We submitted a response to the consultation paper in September 2020. As well as responding to the specific questions raised in the paper, we emphasised:

• Resilience has been at the forefront of everyone’s thinking this year in ways we have never witnessed before. The UK regulators are entitled to feel justified in starting the conversation on this topic ahead of the crisis and bringing about progress within the financial services arena.
• We are supportive of the proposed regulations and the overall objective of building a financial system better able to deal with disruptive events when they occur. As the Covid-19 pandemic demonstrated, the investment management industry has a high level of resiliency built upon many years of ‘business continuity’ planning and developments in part prompted by the earlier discussion paper.
• Firms have benefitted from the regulator’s clear provision of notice and signposting of these changes, given the DP and the clear inclusion of the subject as an important priority in key communications with industry. 
• The application of proportionality in the regulator’s thinking via the focus only on firms who are more likely to have an impact on other parties or market stability is a very welcome move. We do not necessarily agree that using a firms’ SM&CR status as a proxy for this is the most appropriate mechanism, but nevertheless welcome the principle.
• The outcomes-based nature of the proposed regulations are also welcome as firms are best-placed to understand their own internal business models, products and customer types. Additionally, the proposed transitional arrangements allow firms time to make the necessary changes to achieve compliance with their impact tolerances. Such changes may be significant in size especially where IT change is needed, and so this additional time allowance is to be welcomed.
• As the proposed regulations are not prescriptive, there is naturally a lack of explicitness in some areas. As we have shown, we are keen to continue to work with you on supporting our members by establishing best practices guidelines in areas such as the definition of investment-sector specific business services.
• Finally, we do not agree with the draft requirement that time duration is always a measure within impact tolerances. We explain that there are areas where other metrics are more appropriate, and believe that if firms are able to demonstrate this, they should have the ability to choose another metric as the measurement.

Blog Posts

We have compiled a series of blog posts:

Operational resilience through the COVID-19 lens - launching our updated Important Business Services guidance.

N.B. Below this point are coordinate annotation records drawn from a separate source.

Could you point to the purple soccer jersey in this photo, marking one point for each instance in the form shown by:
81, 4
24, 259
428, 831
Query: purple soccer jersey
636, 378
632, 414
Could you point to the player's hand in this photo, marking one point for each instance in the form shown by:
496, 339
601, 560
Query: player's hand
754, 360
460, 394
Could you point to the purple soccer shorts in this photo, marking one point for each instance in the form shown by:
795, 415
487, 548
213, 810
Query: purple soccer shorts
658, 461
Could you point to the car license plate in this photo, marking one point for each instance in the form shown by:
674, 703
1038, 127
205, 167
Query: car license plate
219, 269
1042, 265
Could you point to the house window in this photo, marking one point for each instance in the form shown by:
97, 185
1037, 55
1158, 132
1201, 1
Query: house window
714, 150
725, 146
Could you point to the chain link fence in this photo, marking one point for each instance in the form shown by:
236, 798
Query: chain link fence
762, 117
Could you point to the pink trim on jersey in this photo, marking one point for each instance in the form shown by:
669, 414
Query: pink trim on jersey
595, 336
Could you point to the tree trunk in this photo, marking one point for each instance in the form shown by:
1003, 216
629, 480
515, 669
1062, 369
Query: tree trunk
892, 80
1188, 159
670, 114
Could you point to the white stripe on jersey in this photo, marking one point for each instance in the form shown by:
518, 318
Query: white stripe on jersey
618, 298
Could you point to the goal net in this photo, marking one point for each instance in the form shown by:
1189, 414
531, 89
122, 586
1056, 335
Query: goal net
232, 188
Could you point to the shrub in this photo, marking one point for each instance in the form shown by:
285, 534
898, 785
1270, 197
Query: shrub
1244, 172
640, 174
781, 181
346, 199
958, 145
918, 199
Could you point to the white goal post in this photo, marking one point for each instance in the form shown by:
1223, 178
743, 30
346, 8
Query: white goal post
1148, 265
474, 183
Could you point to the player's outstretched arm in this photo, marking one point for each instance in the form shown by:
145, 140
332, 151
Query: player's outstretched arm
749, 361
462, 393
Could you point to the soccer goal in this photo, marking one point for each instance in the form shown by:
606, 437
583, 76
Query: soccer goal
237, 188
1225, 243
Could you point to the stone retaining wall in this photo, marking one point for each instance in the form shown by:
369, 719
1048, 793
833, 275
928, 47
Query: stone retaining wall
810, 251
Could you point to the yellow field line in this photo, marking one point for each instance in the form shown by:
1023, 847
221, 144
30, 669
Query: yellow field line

Remotely Busy - Operational Resilience During COVID-19 looking at some of the key resiliency themes experienced by members during this health emergency.

Webinars

• July 2020: The Future of Fund Operations
• June 2020: Operational Resilience in FinTech
• June 2020: iNED: Operational resilience
• June 2020: Operational Resilience: Maintaining client service and engagement
• April 2020: COVID-19 Operational Resilience

Discussion Paper

The joint regulators issued a discussion paper in July 2018. In summary, the regulators believe that firms can achieve better operational resilience by focusing more on setting, monitoring and testing specific impact tolerances for key business services. These define how much disruption can be tolerated. Important concepts in the paper include:

• focusing on the continuity of the most important business services as an essential component of managing operational resilience;
• setting board-approved impact tolerances, which quantify the level of disruption that can be tolerated;
• planning that assumes disruption will occur, as well as seeking to prevent it.